Twenty AWSOM volunteering instructors came to a swimming pool of My Tho Sports Center in the namesake provincial capital the other day to teach children how to swim and help people in distress. Some elderly were among the attendees.
“Has anyone ever known of or seen a drowning victim?” Matthew, one of the volunteers, asked through a translator as he jumped into the pool.
“What do you do when it happens?”
One could hear students of the local Sao Sang kindergarten answering at the same time, “Call adults for help” or “help”.
The volunteers told the kids that the situation can get worse if an inappropriate rescue method is applied, which may result in the rescuer also drowning.
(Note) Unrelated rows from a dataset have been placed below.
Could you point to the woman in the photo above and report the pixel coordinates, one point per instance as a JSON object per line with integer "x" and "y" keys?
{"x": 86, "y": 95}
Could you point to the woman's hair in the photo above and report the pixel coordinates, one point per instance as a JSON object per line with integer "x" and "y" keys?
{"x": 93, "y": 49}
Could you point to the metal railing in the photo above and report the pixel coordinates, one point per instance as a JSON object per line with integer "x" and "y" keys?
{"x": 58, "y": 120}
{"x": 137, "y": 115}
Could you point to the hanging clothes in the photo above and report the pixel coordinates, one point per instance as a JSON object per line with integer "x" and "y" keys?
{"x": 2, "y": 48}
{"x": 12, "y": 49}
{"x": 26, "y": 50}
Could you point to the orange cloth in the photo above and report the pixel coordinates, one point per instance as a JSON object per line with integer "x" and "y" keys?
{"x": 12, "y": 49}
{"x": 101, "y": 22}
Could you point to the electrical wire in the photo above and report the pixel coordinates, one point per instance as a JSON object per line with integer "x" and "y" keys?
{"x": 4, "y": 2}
“Due to improper saving, we both drowned!” the instructors said as they demoed a case of incorrectly rescuing drowning victims, winning a big applause from the young audience.
“If the victim is near the shore, we can give the victim a rope or a tree branche to hold onto as we slowly pull him or her ashore,” the Australian volunteer said.
“But do not forget to lay down to avoid being pulled into water by the victim,” the instructor warned as he continued the demo with a branch of coconut tree.
Following the instruction, all of the participants, old and young, managed to finish the practice successfully.
“It is both useful and meaningful to teach children to swim,” Tran Kim Phan, one of the teachers of Bong Sen Kindergarten whose students participated in the free event, said.
Helping children to realize they have a misconception on how a drowning victim should be saved and teaching them the correct rescue method through demos is a great way to help them understand and r memorize what needs to be done, the teacher added.
The Australian Water Safety on the Mekong (AWSOM) Project was launched in 2012 as a result of a successful volunteer tour to Vietnam in January 2012.
The My Tho City People's Committee has requested the project's ongoing assistance with the enormous task of ensuring the children in the region are provided with essential water safety skills and education.
Thirty two children drown daily in Vietnam, according to 2012 statistics by The Alliance for Safer Children.